Now that my son is in preschool, we also set money aside to cover school costs and supplies. $150/month may not seem like much but to us, that’s a big monthly expense. I put about $40 a paycheck into this account. (My husband gets paid weekly).
6. Business Account
Last but not least, we have a business account. As a blogger who is trying to take her business to the next level, this account is imperative for me. I set a budget of $100/mo that goes into this account. Right not, this is pretty much covering my monthly expenses and leaves a little extra in the account every month that is slowly but surely adding up. I pay for things like email marketing, eCommerce, and photo shoots from this account.
Recently I have been putting $400/mo into this account as I currently went through a complete re-brand and outsourced the work to a fantastic designer. Truth, I just couldn’t do it by myself and it has been the best decision I have made for my business so far.
What Bank Accounts Do We Use?
This is a question that I get asked a lot. 2 of our accounts are held at local credit union. What I LOVE about our savings accounts at Spokane Teachers Credit Union is that there is no minimum balance required and they give you 5.09% interest on the first $500 deposited into the account. We currently have our emergency account and child savings account held there. There is also no minimum amount to open the savings account with them which means you can literally start with $1. You can do as many withdrawals or deposits as you need without a fee. The downside is that you only get one First5 savings account per member so I made my husband sign up for one as well and everything is managed online.
Our main checking account is with Chase Bank. This is where our mortgage is held and it was just easier to have our main checking account with them. For the last 4 years, we really have nothing to complain about.
Our other 2 accounts are held with Ally Bank. They are all online savings accounts and have no monthly maintenance fees. You earn interest on your money, get unlimited deposits and there is no minimum balance required. The downside to these accounts is that you only get 6 transactions (withdrawals) per statement cycle. To be honest, this really isn’t an issue for the accounts that we have with them.

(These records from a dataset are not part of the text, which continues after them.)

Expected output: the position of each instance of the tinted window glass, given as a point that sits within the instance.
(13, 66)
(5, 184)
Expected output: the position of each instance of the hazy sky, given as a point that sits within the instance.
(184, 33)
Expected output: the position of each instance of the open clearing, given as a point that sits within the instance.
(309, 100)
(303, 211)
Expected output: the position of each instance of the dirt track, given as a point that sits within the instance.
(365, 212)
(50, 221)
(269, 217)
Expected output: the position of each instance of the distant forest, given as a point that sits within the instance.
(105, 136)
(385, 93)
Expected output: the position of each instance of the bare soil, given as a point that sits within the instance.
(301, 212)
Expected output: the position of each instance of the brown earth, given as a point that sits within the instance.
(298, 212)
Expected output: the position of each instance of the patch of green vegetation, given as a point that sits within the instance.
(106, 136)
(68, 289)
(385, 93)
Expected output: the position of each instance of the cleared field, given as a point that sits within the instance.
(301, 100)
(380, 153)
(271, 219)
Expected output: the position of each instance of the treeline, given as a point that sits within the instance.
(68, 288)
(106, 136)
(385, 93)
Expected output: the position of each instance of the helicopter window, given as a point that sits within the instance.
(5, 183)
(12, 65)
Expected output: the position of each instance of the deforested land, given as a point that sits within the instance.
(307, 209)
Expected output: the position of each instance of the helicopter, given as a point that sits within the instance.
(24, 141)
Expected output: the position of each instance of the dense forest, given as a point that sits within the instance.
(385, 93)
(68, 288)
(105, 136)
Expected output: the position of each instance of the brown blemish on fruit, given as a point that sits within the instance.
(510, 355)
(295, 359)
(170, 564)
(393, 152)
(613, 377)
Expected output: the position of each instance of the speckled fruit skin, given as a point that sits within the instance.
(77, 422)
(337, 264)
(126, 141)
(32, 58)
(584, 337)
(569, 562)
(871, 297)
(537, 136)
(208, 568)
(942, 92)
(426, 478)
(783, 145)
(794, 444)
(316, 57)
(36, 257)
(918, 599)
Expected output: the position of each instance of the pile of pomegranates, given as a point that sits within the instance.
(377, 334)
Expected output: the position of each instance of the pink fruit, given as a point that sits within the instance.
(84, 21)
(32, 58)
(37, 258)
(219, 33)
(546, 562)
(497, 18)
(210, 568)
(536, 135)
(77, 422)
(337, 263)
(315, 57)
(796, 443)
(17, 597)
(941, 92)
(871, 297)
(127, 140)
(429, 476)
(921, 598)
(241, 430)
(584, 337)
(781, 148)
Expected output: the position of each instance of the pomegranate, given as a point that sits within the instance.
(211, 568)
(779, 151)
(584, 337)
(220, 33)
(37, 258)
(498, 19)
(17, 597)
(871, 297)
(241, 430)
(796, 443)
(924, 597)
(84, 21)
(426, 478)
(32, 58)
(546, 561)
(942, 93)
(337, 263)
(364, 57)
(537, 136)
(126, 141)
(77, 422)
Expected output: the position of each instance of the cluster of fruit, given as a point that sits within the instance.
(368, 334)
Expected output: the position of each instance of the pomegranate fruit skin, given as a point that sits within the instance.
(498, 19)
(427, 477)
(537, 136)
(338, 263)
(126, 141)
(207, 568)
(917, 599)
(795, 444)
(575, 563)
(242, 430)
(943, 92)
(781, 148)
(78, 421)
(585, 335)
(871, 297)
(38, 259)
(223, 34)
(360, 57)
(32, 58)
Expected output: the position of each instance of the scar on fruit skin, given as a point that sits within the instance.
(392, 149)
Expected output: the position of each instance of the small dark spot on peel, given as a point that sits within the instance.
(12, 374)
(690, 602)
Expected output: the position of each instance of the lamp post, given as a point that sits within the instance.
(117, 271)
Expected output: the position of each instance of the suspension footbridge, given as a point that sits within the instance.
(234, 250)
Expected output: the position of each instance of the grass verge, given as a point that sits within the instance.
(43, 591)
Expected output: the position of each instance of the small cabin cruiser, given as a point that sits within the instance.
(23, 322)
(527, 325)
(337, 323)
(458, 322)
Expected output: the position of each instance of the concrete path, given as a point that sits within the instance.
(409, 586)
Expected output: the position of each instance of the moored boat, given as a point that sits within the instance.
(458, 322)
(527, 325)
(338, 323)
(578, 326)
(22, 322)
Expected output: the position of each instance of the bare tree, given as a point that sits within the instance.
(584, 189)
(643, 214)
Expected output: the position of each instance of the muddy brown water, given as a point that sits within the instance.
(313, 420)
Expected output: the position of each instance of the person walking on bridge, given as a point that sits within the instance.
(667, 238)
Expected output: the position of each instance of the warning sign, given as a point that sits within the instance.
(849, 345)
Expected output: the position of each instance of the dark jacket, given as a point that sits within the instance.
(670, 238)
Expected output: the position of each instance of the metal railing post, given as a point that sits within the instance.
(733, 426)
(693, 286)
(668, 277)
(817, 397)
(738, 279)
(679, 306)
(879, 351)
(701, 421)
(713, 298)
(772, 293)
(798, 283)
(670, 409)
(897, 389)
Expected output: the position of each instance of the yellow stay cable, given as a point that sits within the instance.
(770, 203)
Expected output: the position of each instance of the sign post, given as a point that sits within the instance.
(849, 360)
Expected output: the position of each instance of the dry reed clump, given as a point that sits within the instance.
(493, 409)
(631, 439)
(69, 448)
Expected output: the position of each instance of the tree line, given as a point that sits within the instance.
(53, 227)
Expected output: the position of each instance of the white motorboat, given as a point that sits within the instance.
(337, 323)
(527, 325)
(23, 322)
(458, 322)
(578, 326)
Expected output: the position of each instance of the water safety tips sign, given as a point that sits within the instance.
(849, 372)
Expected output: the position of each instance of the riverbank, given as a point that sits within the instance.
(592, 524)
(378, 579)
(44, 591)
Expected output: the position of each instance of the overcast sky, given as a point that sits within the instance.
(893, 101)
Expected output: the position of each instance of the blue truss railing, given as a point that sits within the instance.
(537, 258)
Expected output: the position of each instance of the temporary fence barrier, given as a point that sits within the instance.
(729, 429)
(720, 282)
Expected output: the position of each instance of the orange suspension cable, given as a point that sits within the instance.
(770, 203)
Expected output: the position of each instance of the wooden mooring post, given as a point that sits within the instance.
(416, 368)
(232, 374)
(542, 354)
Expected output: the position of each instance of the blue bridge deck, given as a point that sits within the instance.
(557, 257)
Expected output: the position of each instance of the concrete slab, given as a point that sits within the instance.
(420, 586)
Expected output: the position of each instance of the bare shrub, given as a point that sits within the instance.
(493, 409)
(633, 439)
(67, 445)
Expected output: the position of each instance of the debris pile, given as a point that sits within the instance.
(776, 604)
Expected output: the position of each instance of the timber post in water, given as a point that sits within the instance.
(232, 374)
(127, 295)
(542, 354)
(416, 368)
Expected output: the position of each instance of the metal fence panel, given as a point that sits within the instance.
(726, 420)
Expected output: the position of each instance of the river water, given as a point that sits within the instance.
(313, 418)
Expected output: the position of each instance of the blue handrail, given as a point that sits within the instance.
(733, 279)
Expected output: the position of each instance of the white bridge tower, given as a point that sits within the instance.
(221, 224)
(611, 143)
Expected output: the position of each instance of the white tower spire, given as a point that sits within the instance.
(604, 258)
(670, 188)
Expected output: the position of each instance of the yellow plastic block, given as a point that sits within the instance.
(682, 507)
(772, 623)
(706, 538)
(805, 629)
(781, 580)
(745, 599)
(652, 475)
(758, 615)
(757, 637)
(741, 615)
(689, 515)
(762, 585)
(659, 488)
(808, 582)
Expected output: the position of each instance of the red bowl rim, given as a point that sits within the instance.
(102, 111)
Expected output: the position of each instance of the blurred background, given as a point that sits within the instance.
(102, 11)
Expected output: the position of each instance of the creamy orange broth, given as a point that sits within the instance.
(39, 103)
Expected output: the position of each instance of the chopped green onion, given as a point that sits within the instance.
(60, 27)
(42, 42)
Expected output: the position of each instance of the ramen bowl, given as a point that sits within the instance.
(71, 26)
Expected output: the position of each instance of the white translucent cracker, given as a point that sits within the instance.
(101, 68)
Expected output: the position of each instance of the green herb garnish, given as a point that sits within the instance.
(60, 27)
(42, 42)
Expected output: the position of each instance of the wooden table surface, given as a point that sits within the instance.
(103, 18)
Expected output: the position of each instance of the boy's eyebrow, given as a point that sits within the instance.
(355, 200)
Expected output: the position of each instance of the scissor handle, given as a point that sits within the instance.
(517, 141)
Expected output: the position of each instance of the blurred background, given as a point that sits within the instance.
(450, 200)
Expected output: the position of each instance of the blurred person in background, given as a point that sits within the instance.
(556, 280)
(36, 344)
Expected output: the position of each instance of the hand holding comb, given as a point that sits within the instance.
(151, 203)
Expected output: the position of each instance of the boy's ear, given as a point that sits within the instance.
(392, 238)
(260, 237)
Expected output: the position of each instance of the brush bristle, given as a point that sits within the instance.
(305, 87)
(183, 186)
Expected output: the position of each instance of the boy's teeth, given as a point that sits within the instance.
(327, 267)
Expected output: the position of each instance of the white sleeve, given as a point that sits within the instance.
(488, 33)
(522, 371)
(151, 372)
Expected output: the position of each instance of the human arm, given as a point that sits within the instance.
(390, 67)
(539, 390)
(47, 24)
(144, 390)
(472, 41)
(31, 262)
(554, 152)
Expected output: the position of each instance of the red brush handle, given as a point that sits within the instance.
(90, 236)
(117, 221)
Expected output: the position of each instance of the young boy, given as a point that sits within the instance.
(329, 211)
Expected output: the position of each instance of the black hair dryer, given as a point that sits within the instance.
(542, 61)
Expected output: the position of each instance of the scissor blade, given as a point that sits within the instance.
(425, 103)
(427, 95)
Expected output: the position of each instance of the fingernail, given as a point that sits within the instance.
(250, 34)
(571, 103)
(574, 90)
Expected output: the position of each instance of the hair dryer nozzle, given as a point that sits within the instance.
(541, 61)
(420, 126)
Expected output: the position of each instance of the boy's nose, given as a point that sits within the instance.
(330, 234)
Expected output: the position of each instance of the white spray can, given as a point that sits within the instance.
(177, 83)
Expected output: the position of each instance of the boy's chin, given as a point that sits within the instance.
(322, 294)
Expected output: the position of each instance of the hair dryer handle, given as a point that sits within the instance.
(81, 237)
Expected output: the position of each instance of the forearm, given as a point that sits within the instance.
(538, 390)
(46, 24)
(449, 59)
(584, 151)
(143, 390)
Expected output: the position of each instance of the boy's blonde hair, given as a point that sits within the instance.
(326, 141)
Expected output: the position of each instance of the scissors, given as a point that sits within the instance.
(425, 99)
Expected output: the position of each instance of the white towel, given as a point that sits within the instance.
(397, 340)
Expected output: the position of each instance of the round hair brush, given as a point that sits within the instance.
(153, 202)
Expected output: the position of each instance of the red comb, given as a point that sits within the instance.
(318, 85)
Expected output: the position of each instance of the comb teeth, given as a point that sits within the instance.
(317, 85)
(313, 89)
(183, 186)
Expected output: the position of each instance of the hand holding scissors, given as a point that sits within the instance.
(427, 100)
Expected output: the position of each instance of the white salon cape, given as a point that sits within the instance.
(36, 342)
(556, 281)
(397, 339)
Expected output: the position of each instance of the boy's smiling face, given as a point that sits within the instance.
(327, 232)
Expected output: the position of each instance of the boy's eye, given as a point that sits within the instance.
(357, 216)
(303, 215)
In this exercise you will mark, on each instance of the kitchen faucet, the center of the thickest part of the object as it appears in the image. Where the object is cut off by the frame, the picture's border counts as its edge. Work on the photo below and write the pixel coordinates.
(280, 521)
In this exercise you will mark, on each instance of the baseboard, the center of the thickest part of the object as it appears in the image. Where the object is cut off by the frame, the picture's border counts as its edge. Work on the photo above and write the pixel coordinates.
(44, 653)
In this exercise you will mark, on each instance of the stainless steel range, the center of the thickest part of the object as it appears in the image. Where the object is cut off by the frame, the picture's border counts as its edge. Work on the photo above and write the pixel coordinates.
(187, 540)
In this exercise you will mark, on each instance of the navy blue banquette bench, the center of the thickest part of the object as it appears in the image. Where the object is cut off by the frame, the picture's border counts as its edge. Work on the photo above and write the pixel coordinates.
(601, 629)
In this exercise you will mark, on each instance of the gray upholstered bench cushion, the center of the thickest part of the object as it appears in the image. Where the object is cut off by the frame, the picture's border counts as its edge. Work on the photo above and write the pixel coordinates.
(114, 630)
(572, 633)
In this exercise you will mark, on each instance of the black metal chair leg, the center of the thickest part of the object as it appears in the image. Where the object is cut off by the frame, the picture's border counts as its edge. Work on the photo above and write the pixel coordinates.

How Do We Manage All of Our Cards?
The answer is really simple. I use different color tape. I had a ton of crafting tape lying around and decided to use them to color code our debit cards. I also use a sharpie to label each one. Having them color coded makes it super easy to find the card that I need quickly. You can also find a TON of different colored tape at Michaels or Hobby Lobby in their clearance bins. I can usually find them for around $1. So it would cost me about $6 to label all of our cards and still have plenty left over for crafts. Win-Win.
I don’t carry all of our cards with me all the time. Our vacation, child savings, and irregular bills account are really planned events and most of the time I have a heads up on when I have to use them. The ones I carry in purse are our main joint checking account and emergency account because I use them at such random times. There is no telling when I will wind up at the grocery store or when an emergency will happen.
Your money goals and situation might be different than mine and that’s OK. Use these accounts for things that are important to you. That’s the only way you will be successful. Make them relevant, something that is important to you or create one that will help you relieve some financial stress. Just the thought of having a plan in place will do wonders for your financial mindset.
Do you have multiple bank accounts? Share your experience with us in the comments!